Again, from my correspondent: "Let's hope that the implementation of a committee and regional interviews for prospective candidates makes the process more objective."

Tuesday, June 28, 2016

"More Priests Than People"

This was the subject line of an e-mail I received from a visitor yesterday. He continued,
I happened to attend mass at Notre Dame, Kerrville, TX this past Saturday and found that it was the last mass weekend for the long-time pastor there.

His replacement is an “on-loan” OCSP priest.

A lot of interesting stuff in the introduction, written by the man whom Fr. Wagner is replacing.

The point that clearly grabbed my visitor was this (emphasis mine):
Because the Archbishop wishes me to continue working on several formation teams (for priests, deacons, and laity) as well as serving at St. Peter Upon the Water, and because there are more priests than people in the Personal Ordinariate of the Chair of St.
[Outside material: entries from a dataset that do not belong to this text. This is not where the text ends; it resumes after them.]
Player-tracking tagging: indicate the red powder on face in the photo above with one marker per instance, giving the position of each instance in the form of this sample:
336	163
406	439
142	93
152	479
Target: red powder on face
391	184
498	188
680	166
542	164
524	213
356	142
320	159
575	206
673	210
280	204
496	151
Peter, Archbishop Gustavo and Bishop Lopes have made an agreement to bring Father David Wagner and his family to Notre Dame Catholic Church and School.
This brings up what I would call the true supply-side issue in the Anglican and Ordinariate priesthoods. Yesterday's post contained some remarks on a Facebook page that, frankly, get this issue completely wrong:
Many Protestants, especially those of liturgical denominations, have felt abandoned by certain factions within their denomination's leadership that hav pursued a variety of controversial agendas not viewd as consistent with historic Christianity.
So of course, Ordinariate parishes on three continents are overflowing with new Catholics joyous at Rome's gracious offer contained in Anglicanorum coetibus -- and petitions for new groups-in-formation are flooding in. Sorry, if the above were the case, we'd see those results. We aren't. Why not?

The supply side is the priests. There's no shortage of priests, either in Anglican denominations or in the first cohort of Ordinariate ordinations. It's worth pointing out that, as Douglas Bess noted in his invaluable Divided We Stand, disaffection with The Episcopal Church's political stances dates at least from 1960, well before women's ordination or the new prayer book -- but even Bess neglects to mention that TEC had begun departing from historic Christian teaching on birth control and divorce-and-remarriage well before then.

We might see these developments at least partly as causes of the widespread and long-term decline in church attendance that began in the 1950s, particularly in main line Protestant denominations like TEC. But wait -- there has never been any equivalent decline in Episcopal seminary enrollment! If anything, it's increased! The result has been an ever-increasing surplus of Episcopal candidates for the priesthood, and indeed, Episcopal priests, which the ordination of women and openly gay men has only exacerbated.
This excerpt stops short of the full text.